Мальчик поднялся с дивана, пожелал всем спокойной ночи и ушел
спать. Пётр Иванович утёр лицо и попытался избавиться от следов
творога на галстуке, но потерпел неудачу и, махнув рукой, налил
бокал рислинга, решив, что для более крепких напитков уже слишком
поздно.
— Как прошел вечер, Яков Платонович? — спросил он, усаживаясь
обратно за стол, когда Штольман от вина отказался.
— Весьма неплохо, — ответил Яков, рассматривая Аниного дядю. Он
видел в этом человеке любовь к детям, умение встать с ними на один
уровень и понимание их нужд. Он и к Гастону относился так же,
искренне жалея его, но выказывая не жалость, а желание помочь,
поддержку стремления к образованию и самосовершенствованию и
уважение. Мальчик тянулся к нему, потому что всё это чувствовал.

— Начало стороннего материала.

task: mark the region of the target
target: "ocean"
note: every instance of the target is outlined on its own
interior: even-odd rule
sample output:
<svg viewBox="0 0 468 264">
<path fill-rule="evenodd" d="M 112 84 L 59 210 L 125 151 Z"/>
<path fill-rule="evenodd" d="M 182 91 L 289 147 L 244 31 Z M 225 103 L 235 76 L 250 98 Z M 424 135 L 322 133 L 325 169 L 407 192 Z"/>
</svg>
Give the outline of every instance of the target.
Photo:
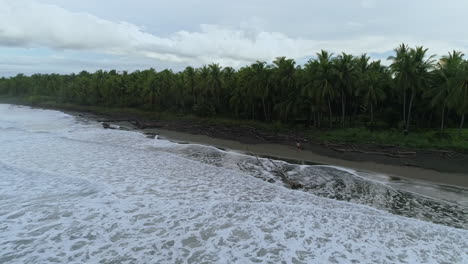
<svg viewBox="0 0 468 264">
<path fill-rule="evenodd" d="M 467 197 L 0 104 L 0 263 L 468 263 Z"/>
</svg>

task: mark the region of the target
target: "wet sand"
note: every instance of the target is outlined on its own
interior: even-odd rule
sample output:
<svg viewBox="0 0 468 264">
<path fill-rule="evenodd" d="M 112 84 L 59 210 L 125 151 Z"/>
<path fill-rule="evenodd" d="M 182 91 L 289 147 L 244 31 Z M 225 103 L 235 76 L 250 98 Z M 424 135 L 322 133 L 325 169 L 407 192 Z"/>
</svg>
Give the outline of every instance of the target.
<svg viewBox="0 0 468 264">
<path fill-rule="evenodd" d="M 175 132 L 165 129 L 143 129 L 145 133 L 158 134 L 161 138 L 179 143 L 197 143 L 210 145 L 226 150 L 239 151 L 246 154 L 277 157 L 296 163 L 326 164 L 347 167 L 355 170 L 384 174 L 393 178 L 428 181 L 440 185 L 452 185 L 468 188 L 468 175 L 462 173 L 447 173 L 435 170 L 380 164 L 369 161 L 350 161 L 316 154 L 308 150 L 297 150 L 293 146 L 280 144 L 245 144 L 233 140 L 212 138 L 205 135 Z"/>
</svg>

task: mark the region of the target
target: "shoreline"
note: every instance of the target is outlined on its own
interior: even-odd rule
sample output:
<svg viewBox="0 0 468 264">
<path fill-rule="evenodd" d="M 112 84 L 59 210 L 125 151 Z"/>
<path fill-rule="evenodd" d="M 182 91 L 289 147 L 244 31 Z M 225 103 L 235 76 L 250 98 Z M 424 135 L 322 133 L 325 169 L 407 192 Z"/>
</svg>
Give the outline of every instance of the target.
<svg viewBox="0 0 468 264">
<path fill-rule="evenodd" d="M 91 119 L 96 122 L 103 121 L 105 116 L 99 114 L 88 114 L 81 112 L 69 112 L 82 118 Z M 354 169 L 357 171 L 370 172 L 382 175 L 392 180 L 411 180 L 429 182 L 441 186 L 452 186 L 468 190 L 468 174 L 450 173 L 431 170 L 427 168 L 401 166 L 394 164 L 382 164 L 373 161 L 356 161 L 343 158 L 330 157 L 315 153 L 311 150 L 297 150 L 295 146 L 279 143 L 244 143 L 237 140 L 211 137 L 203 134 L 181 132 L 164 128 L 138 128 L 128 121 L 108 122 L 117 125 L 124 130 L 137 131 L 148 136 L 158 135 L 162 139 L 175 143 L 201 144 L 216 147 L 222 150 L 240 152 L 246 155 L 275 158 L 289 163 L 309 165 L 329 165 Z M 359 157 L 358 157 L 359 158 Z"/>
<path fill-rule="evenodd" d="M 369 161 L 349 161 L 328 156 L 316 154 L 308 150 L 297 151 L 292 146 L 281 144 L 245 144 L 232 140 L 211 138 L 205 135 L 193 135 L 183 132 L 157 129 L 136 130 L 143 133 L 155 133 L 163 139 L 171 140 L 177 143 L 192 143 L 209 145 L 230 151 L 241 152 L 247 155 L 257 155 L 262 157 L 271 157 L 296 164 L 315 164 L 345 167 L 357 171 L 371 172 L 376 175 L 385 175 L 392 180 L 416 180 L 435 183 L 437 185 L 463 187 L 468 189 L 468 175 L 461 173 L 439 172 L 417 167 L 404 167 L 388 164 L 379 164 Z"/>
<path fill-rule="evenodd" d="M 154 120 L 131 113 L 96 113 L 60 107 L 29 107 L 58 110 L 88 120 L 119 125 L 132 131 L 158 134 L 176 142 L 210 145 L 299 164 L 303 162 L 347 167 L 383 174 L 397 180 L 403 178 L 468 188 L 466 153 L 367 144 L 347 146 L 312 142 L 298 135 L 268 134 L 250 127 L 226 127 L 188 120 Z M 300 142 L 304 150 L 298 150 L 296 142 Z M 342 147 L 351 148 L 351 151 L 343 151 Z M 409 155 L 398 155 L 399 153 L 409 153 Z"/>
</svg>

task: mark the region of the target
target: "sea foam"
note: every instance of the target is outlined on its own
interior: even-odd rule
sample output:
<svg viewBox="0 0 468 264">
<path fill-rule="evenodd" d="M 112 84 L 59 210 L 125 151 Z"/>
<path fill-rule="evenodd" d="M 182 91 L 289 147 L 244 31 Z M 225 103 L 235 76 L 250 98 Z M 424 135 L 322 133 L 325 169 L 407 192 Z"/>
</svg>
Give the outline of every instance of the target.
<svg viewBox="0 0 468 264">
<path fill-rule="evenodd" d="M 272 184 L 229 153 L 161 144 L 0 105 L 0 263 L 468 261 L 466 230 Z"/>
</svg>

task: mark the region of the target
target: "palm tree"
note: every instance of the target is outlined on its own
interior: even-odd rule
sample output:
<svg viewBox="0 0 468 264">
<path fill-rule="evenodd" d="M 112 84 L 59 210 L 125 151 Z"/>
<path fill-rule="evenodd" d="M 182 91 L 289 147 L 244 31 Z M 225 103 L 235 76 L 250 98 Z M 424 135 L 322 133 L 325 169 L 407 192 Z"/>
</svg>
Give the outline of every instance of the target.
<svg viewBox="0 0 468 264">
<path fill-rule="evenodd" d="M 304 69 L 302 70 L 302 89 L 301 89 L 301 97 L 303 98 L 304 104 L 306 105 L 305 108 L 309 111 L 309 119 L 310 116 L 314 116 L 314 124 L 318 125 L 319 122 L 316 118 L 316 112 L 319 110 L 319 105 L 323 105 L 323 100 L 321 98 L 317 98 L 317 68 L 318 63 L 317 60 L 309 60 L 305 65 Z"/>
<path fill-rule="evenodd" d="M 322 50 L 317 53 L 317 60 L 309 61 L 309 66 L 306 65 L 306 67 L 316 67 L 315 86 L 317 89 L 315 98 L 325 101 L 328 105 L 330 128 L 332 127 L 333 116 L 331 102 L 337 94 L 332 56 L 332 53 Z"/>
<path fill-rule="evenodd" d="M 255 97 L 262 101 L 263 115 L 269 120 L 268 97 L 270 96 L 270 67 L 266 62 L 257 61 L 250 66 L 253 71 L 252 85 L 255 89 Z"/>
<path fill-rule="evenodd" d="M 409 131 L 411 123 L 411 110 L 416 94 L 423 88 L 428 87 L 431 70 L 434 66 L 434 56 L 426 58 L 427 49 L 416 47 L 409 49 L 407 45 L 401 44 L 395 49 L 396 56 L 390 56 L 392 70 L 397 86 L 403 91 L 403 121 L 405 133 Z M 406 105 L 407 91 L 411 92 L 409 104 Z M 406 111 L 407 110 L 407 111 Z"/>
<path fill-rule="evenodd" d="M 429 87 L 428 81 L 431 79 L 431 70 L 434 67 L 434 55 L 426 58 L 428 49 L 422 46 L 410 50 L 410 79 L 411 98 L 408 106 L 408 116 L 406 118 L 405 131 L 409 131 L 411 121 L 411 109 L 413 107 L 414 97 L 418 91 L 423 91 Z"/>
<path fill-rule="evenodd" d="M 206 114 L 212 110 L 211 102 L 211 88 L 208 79 L 210 78 L 210 69 L 208 66 L 203 65 L 196 70 L 196 83 L 195 85 L 195 102 L 193 110 L 198 114 Z M 208 110 L 209 109 L 209 110 Z"/>
<path fill-rule="evenodd" d="M 370 111 L 370 121 L 374 124 L 374 107 L 385 99 L 384 87 L 388 83 L 388 74 L 380 61 L 374 61 L 366 67 L 360 76 L 361 81 L 356 93 L 362 96 L 363 105 Z"/>
<path fill-rule="evenodd" d="M 341 126 L 344 127 L 346 115 L 346 95 L 353 92 L 356 71 L 353 55 L 342 53 L 334 60 L 336 87 L 341 96 Z"/>
<path fill-rule="evenodd" d="M 395 52 L 395 56 L 388 57 L 388 60 L 392 61 L 392 64 L 390 64 L 390 70 L 394 75 L 395 84 L 401 89 L 403 94 L 403 123 L 406 124 L 406 93 L 409 86 L 410 49 L 408 45 L 402 43 L 393 51 Z"/>
<path fill-rule="evenodd" d="M 191 97 L 192 97 L 192 104 L 194 104 L 195 101 L 196 101 L 196 95 L 195 95 L 196 72 L 195 72 L 195 69 L 193 67 L 191 67 L 191 66 L 188 66 L 184 70 L 184 75 L 185 75 L 185 78 L 186 78 L 186 80 L 188 82 L 190 94 L 191 94 Z"/>
<path fill-rule="evenodd" d="M 165 98 L 170 94 L 170 90 L 173 85 L 173 72 L 170 70 L 163 70 L 156 73 L 154 79 L 151 82 L 151 93 L 152 93 L 152 108 L 156 106 L 159 109 L 164 109 L 170 105 Z"/>
<path fill-rule="evenodd" d="M 222 82 L 221 82 L 221 71 L 222 68 L 219 64 L 210 64 L 208 65 L 208 92 L 209 92 L 209 99 L 212 100 L 215 112 L 217 112 L 221 107 L 220 97 L 222 93 Z"/>
<path fill-rule="evenodd" d="M 254 120 L 256 117 L 255 89 L 252 85 L 253 71 L 251 66 L 242 67 L 238 71 L 237 89 L 233 92 L 230 103 L 235 102 L 237 111 L 242 110 L 241 114 Z M 234 100 L 235 99 L 235 100 Z"/>
<path fill-rule="evenodd" d="M 363 89 L 363 86 L 367 86 L 366 83 L 366 76 L 369 72 L 369 61 L 370 57 L 367 56 L 367 54 L 362 54 L 359 57 L 356 57 L 354 59 L 354 64 L 355 64 L 355 70 L 356 70 L 356 85 L 355 85 L 355 91 L 354 93 L 351 94 L 352 100 L 351 100 L 351 107 L 353 109 L 353 117 L 358 114 L 359 108 L 363 106 L 362 97 L 360 96 L 360 93 Z"/>
<path fill-rule="evenodd" d="M 463 61 L 449 82 L 449 105 L 460 116 L 460 133 L 468 113 L 468 61 Z"/>
<path fill-rule="evenodd" d="M 221 111 L 229 113 L 228 102 L 237 85 L 236 70 L 232 67 L 224 67 L 221 72 L 221 82 L 223 87 Z"/>
<path fill-rule="evenodd" d="M 445 110 L 451 91 L 450 84 L 463 63 L 463 56 L 464 54 L 459 51 L 453 51 L 448 56 L 443 56 L 437 63 L 437 71 L 434 76 L 435 85 L 426 93 L 428 97 L 432 98 L 431 106 L 442 109 L 440 132 L 444 131 Z"/>
<path fill-rule="evenodd" d="M 281 104 L 282 101 L 290 95 L 291 90 L 294 89 L 294 72 L 296 62 L 293 59 L 286 59 L 286 57 L 278 57 L 273 61 L 273 76 L 275 84 L 275 95 L 274 100 L 275 108 L 280 113 L 280 119 L 287 120 L 289 111 L 284 108 L 280 109 L 285 104 Z"/>
</svg>

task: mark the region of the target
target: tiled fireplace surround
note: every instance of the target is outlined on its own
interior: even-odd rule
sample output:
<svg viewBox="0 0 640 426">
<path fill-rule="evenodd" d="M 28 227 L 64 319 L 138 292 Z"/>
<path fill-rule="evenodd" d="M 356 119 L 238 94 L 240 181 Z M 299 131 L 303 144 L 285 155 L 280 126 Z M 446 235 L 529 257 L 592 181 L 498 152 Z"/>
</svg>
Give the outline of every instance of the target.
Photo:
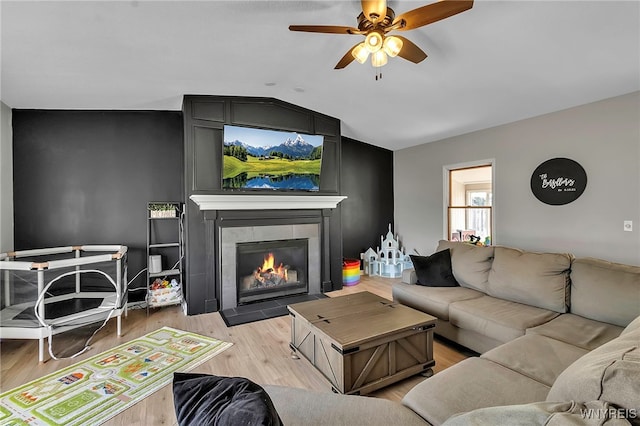
<svg viewBox="0 0 640 426">
<path fill-rule="evenodd" d="M 320 224 L 238 226 L 220 231 L 220 277 L 222 309 L 237 306 L 236 244 L 261 241 L 308 239 L 309 294 L 322 292 L 320 285 Z"/>
<path fill-rule="evenodd" d="M 192 195 L 204 211 L 207 252 L 219 283 L 220 309 L 237 306 L 236 243 L 308 239 L 309 294 L 329 276 L 329 216 L 346 197 L 323 195 Z"/>
</svg>

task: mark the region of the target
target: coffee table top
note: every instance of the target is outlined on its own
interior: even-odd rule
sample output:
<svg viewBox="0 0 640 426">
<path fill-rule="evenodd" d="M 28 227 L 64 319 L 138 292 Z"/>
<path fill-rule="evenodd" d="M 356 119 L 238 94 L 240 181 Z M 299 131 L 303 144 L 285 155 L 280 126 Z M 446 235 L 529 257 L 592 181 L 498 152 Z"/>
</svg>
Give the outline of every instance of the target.
<svg viewBox="0 0 640 426">
<path fill-rule="evenodd" d="M 288 308 L 342 349 L 436 322 L 431 315 L 367 291 L 295 303 Z"/>
</svg>

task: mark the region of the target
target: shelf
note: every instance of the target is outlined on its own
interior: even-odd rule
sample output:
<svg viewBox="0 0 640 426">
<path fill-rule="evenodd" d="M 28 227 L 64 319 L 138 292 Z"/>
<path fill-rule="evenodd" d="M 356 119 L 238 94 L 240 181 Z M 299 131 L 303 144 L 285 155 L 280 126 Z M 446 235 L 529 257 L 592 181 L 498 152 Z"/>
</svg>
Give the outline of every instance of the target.
<svg viewBox="0 0 640 426">
<path fill-rule="evenodd" d="M 151 217 L 151 213 L 147 214 L 147 259 L 151 262 L 151 256 L 161 256 L 162 261 L 166 262 L 164 266 L 171 268 L 163 269 L 160 272 L 150 272 L 150 264 L 147 264 L 147 294 L 145 297 L 147 315 L 149 314 L 149 308 L 185 303 L 184 295 L 182 294 L 182 285 L 184 285 L 184 271 L 182 269 L 184 258 L 184 205 L 181 202 L 151 202 L 147 204 L 147 210 L 151 212 L 154 204 L 172 205 L 175 207 L 176 215 Z M 157 222 L 158 220 L 168 220 L 169 222 L 161 224 Z M 176 260 L 177 262 L 175 262 Z M 160 262 L 161 264 L 162 261 Z M 154 266 L 156 268 L 161 267 Z M 180 285 L 155 290 L 151 288 L 154 281 L 164 279 L 168 281 L 175 280 Z"/>
<path fill-rule="evenodd" d="M 180 247 L 180 243 L 149 244 L 149 248 Z"/>
<path fill-rule="evenodd" d="M 149 278 L 165 277 L 169 275 L 180 275 L 180 269 L 167 269 L 156 273 L 149 273 Z"/>
<path fill-rule="evenodd" d="M 182 303 L 182 298 L 177 300 L 168 300 L 166 302 L 161 302 L 161 303 L 147 303 L 147 306 L 149 306 L 150 308 L 159 308 L 161 306 L 179 305 L 181 303 Z"/>
</svg>

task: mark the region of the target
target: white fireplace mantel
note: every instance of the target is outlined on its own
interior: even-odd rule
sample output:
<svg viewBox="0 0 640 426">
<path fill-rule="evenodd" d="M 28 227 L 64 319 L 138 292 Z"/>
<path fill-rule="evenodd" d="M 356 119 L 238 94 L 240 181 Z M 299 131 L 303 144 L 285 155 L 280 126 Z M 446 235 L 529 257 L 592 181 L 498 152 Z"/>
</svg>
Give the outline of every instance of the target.
<svg viewBox="0 0 640 426">
<path fill-rule="evenodd" d="M 342 195 L 201 195 L 189 197 L 200 210 L 335 209 Z"/>
</svg>

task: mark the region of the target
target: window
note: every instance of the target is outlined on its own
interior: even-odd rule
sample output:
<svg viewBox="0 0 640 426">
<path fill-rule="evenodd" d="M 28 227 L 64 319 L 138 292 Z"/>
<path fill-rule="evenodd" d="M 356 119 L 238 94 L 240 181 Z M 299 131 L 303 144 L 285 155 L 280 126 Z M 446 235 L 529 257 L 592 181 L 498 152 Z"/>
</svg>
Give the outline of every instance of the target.
<svg viewBox="0 0 640 426">
<path fill-rule="evenodd" d="M 448 170 L 447 238 L 492 241 L 492 164 Z"/>
</svg>

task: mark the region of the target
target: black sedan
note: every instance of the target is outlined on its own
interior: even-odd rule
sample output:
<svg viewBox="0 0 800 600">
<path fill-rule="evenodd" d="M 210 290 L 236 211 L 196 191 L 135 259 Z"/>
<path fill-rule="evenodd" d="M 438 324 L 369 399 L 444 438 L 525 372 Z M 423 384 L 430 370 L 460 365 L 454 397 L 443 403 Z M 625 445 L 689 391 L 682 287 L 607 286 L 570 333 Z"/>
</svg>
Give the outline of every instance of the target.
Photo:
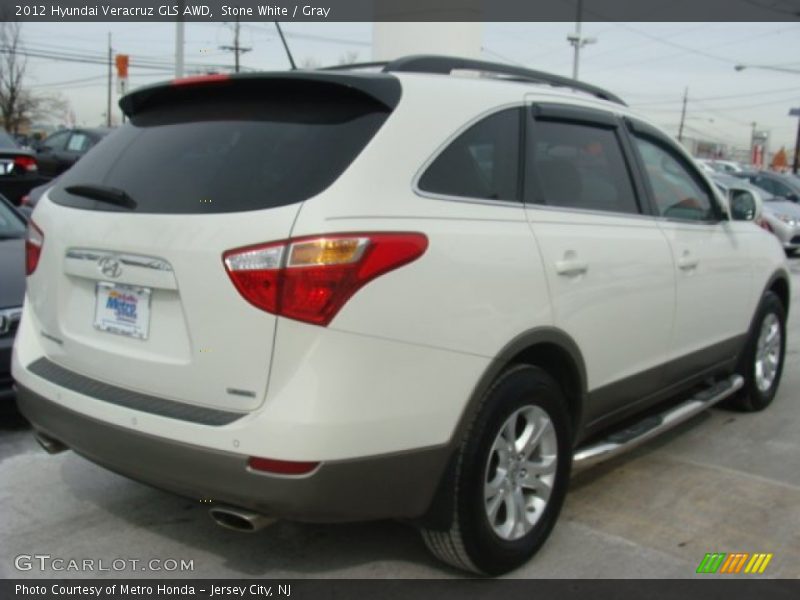
<svg viewBox="0 0 800 600">
<path fill-rule="evenodd" d="M 772 171 L 745 171 L 733 173 L 736 177 L 747 179 L 753 185 L 768 191 L 773 196 L 782 196 L 792 202 L 800 202 L 800 179 Z"/>
<path fill-rule="evenodd" d="M 25 298 L 25 219 L 0 196 L 0 400 L 13 396 L 11 346 Z"/>
<path fill-rule="evenodd" d="M 13 204 L 42 183 L 36 156 L 23 150 L 5 130 L 0 129 L 0 194 Z"/>
<path fill-rule="evenodd" d="M 34 145 L 39 172 L 47 179 L 58 177 L 110 132 L 105 127 L 63 129 L 48 136 Z"/>
</svg>

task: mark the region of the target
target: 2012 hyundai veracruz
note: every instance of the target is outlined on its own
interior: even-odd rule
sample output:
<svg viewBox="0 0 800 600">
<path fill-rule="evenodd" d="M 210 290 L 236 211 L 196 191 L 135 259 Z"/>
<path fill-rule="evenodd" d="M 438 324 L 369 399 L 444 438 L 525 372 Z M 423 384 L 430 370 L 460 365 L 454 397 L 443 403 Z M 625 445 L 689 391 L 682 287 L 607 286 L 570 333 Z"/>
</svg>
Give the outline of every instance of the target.
<svg viewBox="0 0 800 600">
<path fill-rule="evenodd" d="M 498 574 L 573 461 L 775 396 L 779 244 L 608 92 L 409 57 L 120 104 L 29 229 L 13 374 L 51 451 Z"/>
</svg>

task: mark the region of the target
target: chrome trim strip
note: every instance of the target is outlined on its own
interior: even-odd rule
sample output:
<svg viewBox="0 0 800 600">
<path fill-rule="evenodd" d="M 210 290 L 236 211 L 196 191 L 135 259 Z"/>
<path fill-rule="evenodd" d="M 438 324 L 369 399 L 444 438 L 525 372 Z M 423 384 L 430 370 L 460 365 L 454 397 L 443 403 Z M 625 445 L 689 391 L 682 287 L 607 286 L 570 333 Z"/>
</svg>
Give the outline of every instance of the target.
<svg viewBox="0 0 800 600">
<path fill-rule="evenodd" d="M 170 265 L 163 258 L 144 256 L 141 254 L 120 254 L 116 252 L 90 250 L 87 248 L 70 248 L 67 250 L 66 257 L 72 260 L 88 260 L 92 262 L 97 262 L 103 258 L 113 258 L 121 262 L 123 265 L 128 265 L 131 267 L 155 269 L 156 271 L 172 271 L 172 265 Z"/>
<path fill-rule="evenodd" d="M 578 448 L 572 457 L 573 470 L 585 469 L 631 450 L 711 408 L 740 390 L 742 386 L 744 386 L 742 376 L 732 375 L 659 415 L 646 417 L 628 429 L 617 431 L 594 444 Z"/>
</svg>

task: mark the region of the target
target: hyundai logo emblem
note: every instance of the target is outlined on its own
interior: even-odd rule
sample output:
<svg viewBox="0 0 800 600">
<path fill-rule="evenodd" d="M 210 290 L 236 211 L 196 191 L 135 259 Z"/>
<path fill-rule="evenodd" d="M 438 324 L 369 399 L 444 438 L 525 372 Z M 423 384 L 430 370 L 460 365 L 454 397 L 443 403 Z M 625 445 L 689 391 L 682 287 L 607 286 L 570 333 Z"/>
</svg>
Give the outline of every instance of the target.
<svg viewBox="0 0 800 600">
<path fill-rule="evenodd" d="M 100 272 L 106 277 L 116 279 L 122 275 L 122 265 L 116 258 L 106 256 L 97 261 L 97 266 L 100 267 Z"/>
</svg>

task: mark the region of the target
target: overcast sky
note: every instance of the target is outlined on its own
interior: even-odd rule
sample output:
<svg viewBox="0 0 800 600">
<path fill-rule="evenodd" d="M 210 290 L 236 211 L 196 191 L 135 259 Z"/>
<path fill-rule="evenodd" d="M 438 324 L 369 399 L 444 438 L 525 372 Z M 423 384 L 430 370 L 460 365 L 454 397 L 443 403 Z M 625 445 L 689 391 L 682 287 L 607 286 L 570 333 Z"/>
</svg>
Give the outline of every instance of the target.
<svg viewBox="0 0 800 600">
<path fill-rule="evenodd" d="M 288 23 L 284 26 L 298 63 L 335 64 L 345 56 L 372 58 L 370 23 Z M 571 75 L 574 23 L 486 23 L 483 57 Z M 187 64 L 232 65 L 219 47 L 231 45 L 232 25 L 187 23 Z M 284 69 L 287 61 L 273 23 L 242 24 L 241 44 L 251 48 L 248 69 Z M 170 23 L 24 23 L 26 47 L 43 54 L 107 56 L 115 52 L 151 67 L 132 67 L 132 87 L 171 76 L 175 26 Z M 684 88 L 689 88 L 687 136 L 749 146 L 751 123 L 771 133 L 771 149 L 794 147 L 800 107 L 800 24 L 797 23 L 584 23 L 597 43 L 584 48 L 580 78 L 608 88 L 676 134 Z M 66 97 L 78 124 L 98 125 L 106 106 L 107 67 L 28 59 L 29 84 Z M 795 72 L 748 68 L 778 66 Z M 116 114 L 117 95 L 114 93 Z"/>
</svg>

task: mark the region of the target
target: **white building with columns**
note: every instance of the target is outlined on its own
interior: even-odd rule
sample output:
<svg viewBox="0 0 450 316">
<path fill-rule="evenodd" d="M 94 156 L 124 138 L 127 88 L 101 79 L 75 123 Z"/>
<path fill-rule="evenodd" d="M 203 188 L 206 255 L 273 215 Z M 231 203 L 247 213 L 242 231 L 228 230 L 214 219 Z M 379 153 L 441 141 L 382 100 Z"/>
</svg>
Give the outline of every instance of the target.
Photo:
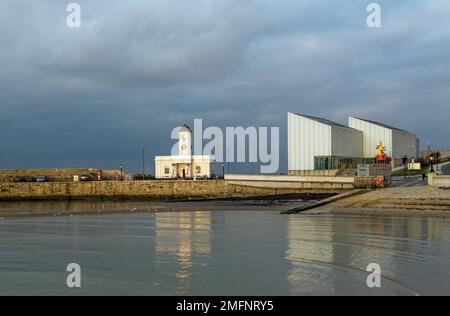
<svg viewBox="0 0 450 316">
<path fill-rule="evenodd" d="M 204 179 L 213 174 L 213 158 L 192 154 L 192 131 L 184 124 L 178 132 L 178 155 L 156 156 L 157 179 Z"/>
</svg>

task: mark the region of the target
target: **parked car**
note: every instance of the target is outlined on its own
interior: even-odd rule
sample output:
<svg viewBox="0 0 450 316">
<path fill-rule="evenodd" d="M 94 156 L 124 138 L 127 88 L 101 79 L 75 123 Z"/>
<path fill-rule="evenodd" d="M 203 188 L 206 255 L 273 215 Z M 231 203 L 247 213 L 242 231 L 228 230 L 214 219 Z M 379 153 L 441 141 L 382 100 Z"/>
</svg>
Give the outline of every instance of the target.
<svg viewBox="0 0 450 316">
<path fill-rule="evenodd" d="M 36 182 L 36 177 L 25 176 L 25 182 Z"/>
<path fill-rule="evenodd" d="M 82 174 L 80 175 L 80 181 L 94 181 L 95 177 L 92 174 Z"/>
<path fill-rule="evenodd" d="M 15 176 L 14 182 L 26 182 L 26 179 L 24 176 Z"/>
<path fill-rule="evenodd" d="M 15 176 L 14 182 L 35 182 L 36 178 L 32 176 Z"/>
<path fill-rule="evenodd" d="M 50 182 L 50 178 L 47 176 L 39 176 L 36 178 L 36 182 Z"/>
</svg>

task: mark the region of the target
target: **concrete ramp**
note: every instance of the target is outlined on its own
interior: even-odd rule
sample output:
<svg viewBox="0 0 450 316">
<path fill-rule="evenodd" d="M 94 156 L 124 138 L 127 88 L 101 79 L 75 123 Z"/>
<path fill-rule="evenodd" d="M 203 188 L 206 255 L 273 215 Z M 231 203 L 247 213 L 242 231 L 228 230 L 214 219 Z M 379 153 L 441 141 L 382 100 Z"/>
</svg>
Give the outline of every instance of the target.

Алекс Миронова-младшего обожал, но понимал, что ему все капризы
простят, и порой этим пользовался. Штольман, который, откровенно
говоря, не ожидал, что сам когда-либо станет отцом, сейчас пребывал
в неком эйфорическом состоянии, хотя их с Аней сыну было уже
полгода. Он понимал, что и Пётр Иванович подсознательно тоскует по
этому ощущению, что он и подтвердил однажды, как-то разговорившись
с Яковом. — Но оперу мы не досмотрели.
— Неужели опять труп?! — воскликнул Миронов.
Штольман усмехнулся. Этого вопроса следовало ожидать! Они с Аней
становятся предсказуемыми! Надо что-то с этим делать!
— Нет, представьте себе! — ответил он. — Мы не дослушали
последний акт, потому что госпоже Елчаниновой стало дурно и
представление пришлось прервать!
Пётр Иванович замер, не донеся бокал до рта.
— Ася… то есть я хотел сказать, Анастасия Георгиевна в Париже? —
переспросил он. — С ней всё в порядке, я надеюсь? Недомогание
несерьезное?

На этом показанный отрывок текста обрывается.